Fauji Fertilizer Bin Qasim profitability down three-fifths
Jan. 14, 2013
Fauji Fertilizer Bin Qasim (FFBL) – Pakistan’s largest manufacturer of di-ammonium phosphate (DAP) and granular urea – posted a profit of Rs4.338 billion for the year ended December 31, 2012, impressive, but a whopping downfall of 60% from Rs10.767 billion a year ago.
According to a copy of the results sent to the Karachi Stock Exchange, the fertiliser producer’s board announced a cash payout of Rs2.25 per share, taking the full-year cumulative payout of the company to Rs4.5.
Analysts say that the major factor which dragged the earnings down was a massive decline in revenue, which plunged by Rs8 billion (14%) to Rs47.9 billion during the year from Rs55.9 billion in the preceding year.
Urea manufacturing has been highly disturbed this year, marred by low gas supply and lost markets due the availability of cheaper imported urea.
Shajar Capital’s analayst Raza Hamdani blamed decline in DAP and urea off-takes for restricting the company’s sales from its true potential, as DAP off-take declined 9% whereas urea sales dived 42%. Gas curtailment hampered fertiliser production by 36%.

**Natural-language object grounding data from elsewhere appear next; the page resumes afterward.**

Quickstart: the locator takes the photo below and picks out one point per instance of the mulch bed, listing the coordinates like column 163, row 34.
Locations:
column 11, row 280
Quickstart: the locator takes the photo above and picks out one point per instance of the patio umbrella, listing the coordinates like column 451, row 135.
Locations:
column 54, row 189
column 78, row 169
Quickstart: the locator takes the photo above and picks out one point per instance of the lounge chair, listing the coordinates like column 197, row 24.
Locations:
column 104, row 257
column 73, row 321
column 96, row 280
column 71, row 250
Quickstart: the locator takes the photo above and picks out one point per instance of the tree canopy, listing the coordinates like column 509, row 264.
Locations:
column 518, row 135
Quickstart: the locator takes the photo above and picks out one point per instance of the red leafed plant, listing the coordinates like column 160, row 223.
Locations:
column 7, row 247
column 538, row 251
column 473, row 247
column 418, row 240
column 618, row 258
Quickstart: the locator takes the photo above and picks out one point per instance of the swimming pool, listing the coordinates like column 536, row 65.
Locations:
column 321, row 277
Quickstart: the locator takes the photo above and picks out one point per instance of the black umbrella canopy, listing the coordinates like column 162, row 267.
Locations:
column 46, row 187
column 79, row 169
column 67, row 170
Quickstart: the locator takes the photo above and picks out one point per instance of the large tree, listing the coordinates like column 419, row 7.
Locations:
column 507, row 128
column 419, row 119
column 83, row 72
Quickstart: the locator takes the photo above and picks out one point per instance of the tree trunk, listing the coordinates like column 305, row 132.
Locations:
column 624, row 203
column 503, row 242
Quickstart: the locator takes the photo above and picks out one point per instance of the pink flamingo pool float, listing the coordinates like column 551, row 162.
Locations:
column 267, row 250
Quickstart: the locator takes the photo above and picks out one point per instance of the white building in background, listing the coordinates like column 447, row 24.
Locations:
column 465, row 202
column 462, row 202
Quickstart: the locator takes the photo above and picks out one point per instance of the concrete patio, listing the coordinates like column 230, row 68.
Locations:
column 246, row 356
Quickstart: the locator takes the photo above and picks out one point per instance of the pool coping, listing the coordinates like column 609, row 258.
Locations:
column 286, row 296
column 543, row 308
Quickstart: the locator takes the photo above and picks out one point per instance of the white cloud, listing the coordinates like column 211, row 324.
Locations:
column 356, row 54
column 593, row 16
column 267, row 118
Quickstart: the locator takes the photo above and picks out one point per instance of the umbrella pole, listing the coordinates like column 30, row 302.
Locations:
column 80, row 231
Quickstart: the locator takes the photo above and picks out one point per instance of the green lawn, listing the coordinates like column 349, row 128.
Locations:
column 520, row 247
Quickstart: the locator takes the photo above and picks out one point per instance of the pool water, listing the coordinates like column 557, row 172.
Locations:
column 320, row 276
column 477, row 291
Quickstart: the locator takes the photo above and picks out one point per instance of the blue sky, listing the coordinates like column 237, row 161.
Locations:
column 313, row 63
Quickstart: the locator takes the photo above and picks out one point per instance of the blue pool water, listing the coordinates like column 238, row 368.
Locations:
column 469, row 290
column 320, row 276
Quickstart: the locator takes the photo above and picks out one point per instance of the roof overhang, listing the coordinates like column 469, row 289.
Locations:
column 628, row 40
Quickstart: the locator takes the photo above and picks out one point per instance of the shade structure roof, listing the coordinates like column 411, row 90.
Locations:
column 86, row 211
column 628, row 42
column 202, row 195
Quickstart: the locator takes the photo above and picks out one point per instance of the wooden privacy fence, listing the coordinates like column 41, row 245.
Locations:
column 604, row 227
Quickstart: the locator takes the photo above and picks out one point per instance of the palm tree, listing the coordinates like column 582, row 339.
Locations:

On the other hand, gross margins were squeezed 12 percentage points to 24% due to a 19% cutback in DAP margins. “Further imposition of the gas infrastructure development cess (GIDC) effective from January 2012 also affected urea and DAP margins,” said Zeeshan Afzal, associated with Topline Securities.
FFBL’s other income was also lower by 37% compared to last year, and stood at Rs1.045 billion due to losses in Pakistan Maroc Phosphore – a subsidiary in which the company holds a 25% stake.
The final blow to profitability was given by gigantic financial charges during the year, which jumped 67% to Rs1.82 billion in 2012 against Rs1.08 billion because of higher short term loans, resulting in further pressure on the bottom line.
The only silver lining for the company was that it made a comeback in the fourth quarter of the year, where earnings jumped 48% over the previous quarter containing the otherwise adverse situation, buoyed by a 4.6 percentage point expansion in margins to 26.9% on the back of higher urea sales.
Going forward, analysts expect higher DAP margins and lower urea imports to swell earnings for FFBL, while its investments in the meat export business and likely participation in acquisition of Askari Bank is expected to engage investor interest in the scrip.
The Fauji Group is interested in acquiring a 51% stake in Askari Bank, and the transaction is estimated to range between Rs13.5 billion and Rs14.7 billion. Assuming 25% contribution of FFBL in the takeover, fertiliser producer’s cash outlay can range from Rs3.4 billion to Rs3.7 billion, which may affect future payouts.
The fertiliser company’s market capitalisation as of January 11, 2013 stood at Rs35.97 billion at the Karachi Stock Exchange and the stock closed at Rs38.51 during the trading session.